Orwell rightly advocates promptly using just-boiled water poured into a pre-warmed pot. But I don’t see why the teapot is best warmed on the stove, rather than with boiling water. Heat is heat. While it’s true that briefly swilling out a teapot with hot water won’t transfer much heat, filling the pot with hot water and letting it sit for a minute will.

He’s right, too, to promote the release of flavor from the tea by stirring the pot. Diffusion is a slow process. Stirring a hot liquid, or what a physicist might call convective advection, speeds things up considerably.

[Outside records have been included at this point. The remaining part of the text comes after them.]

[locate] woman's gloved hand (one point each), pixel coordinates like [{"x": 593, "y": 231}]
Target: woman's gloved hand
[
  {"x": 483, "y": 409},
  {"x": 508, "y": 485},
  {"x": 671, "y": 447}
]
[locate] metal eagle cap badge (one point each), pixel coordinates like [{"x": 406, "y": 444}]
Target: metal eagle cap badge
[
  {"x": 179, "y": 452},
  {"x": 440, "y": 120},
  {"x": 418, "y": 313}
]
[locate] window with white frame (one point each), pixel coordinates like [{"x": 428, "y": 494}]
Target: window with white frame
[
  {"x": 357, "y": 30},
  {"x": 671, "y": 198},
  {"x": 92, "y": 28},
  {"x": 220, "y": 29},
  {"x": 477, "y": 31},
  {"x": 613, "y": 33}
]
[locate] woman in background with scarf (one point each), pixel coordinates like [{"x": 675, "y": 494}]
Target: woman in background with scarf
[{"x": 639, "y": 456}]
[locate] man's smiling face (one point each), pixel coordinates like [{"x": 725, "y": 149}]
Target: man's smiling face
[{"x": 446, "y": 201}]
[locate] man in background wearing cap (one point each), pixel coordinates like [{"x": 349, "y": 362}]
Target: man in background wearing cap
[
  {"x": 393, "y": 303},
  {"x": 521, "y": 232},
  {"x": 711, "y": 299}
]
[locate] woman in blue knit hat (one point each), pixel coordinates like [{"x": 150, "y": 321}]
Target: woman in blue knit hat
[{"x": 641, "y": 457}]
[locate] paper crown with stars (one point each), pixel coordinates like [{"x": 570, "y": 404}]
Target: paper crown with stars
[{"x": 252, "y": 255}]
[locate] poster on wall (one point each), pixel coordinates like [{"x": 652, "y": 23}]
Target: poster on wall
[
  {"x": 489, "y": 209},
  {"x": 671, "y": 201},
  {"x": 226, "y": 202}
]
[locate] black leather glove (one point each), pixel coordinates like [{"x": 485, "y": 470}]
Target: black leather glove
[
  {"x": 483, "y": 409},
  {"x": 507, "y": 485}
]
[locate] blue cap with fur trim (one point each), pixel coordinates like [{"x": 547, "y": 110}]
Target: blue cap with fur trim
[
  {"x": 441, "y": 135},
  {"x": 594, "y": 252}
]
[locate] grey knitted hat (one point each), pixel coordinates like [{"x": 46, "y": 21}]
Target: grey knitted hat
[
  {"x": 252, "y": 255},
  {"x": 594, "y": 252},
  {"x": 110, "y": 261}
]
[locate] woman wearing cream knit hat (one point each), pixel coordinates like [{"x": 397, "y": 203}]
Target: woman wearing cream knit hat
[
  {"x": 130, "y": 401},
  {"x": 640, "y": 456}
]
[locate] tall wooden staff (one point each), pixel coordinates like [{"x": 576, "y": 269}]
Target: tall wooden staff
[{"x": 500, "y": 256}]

Dwelling too much on the science of tea detracts from enjoying it and recognizing its universal, eternal charms. Forty years before Orwell’s essay appeared, Okakura Kakuzo wrote in The Book of Tea,

The world is groping in the shadow of egotism and vulgarity. Knowledge is bought through a bad conscience, benevolence practiced for the sake of utility. The East and the West, like two dragons tossed in a sea of ferment, in vain strive to regain the jewel of life. . . . Meanwhile, let us have a sip of tea. The afternoon glow is brightening the bamboos, the fountains are bubbling with delight, the soughing of the pines is heard in our kettle. Let us dream of evanescence, and linger in the beautiful foolishness of things.

Thanks to tea drinkers Paul Guinnessy and Jenny Stout for drawing my attention to Orwell’s essay.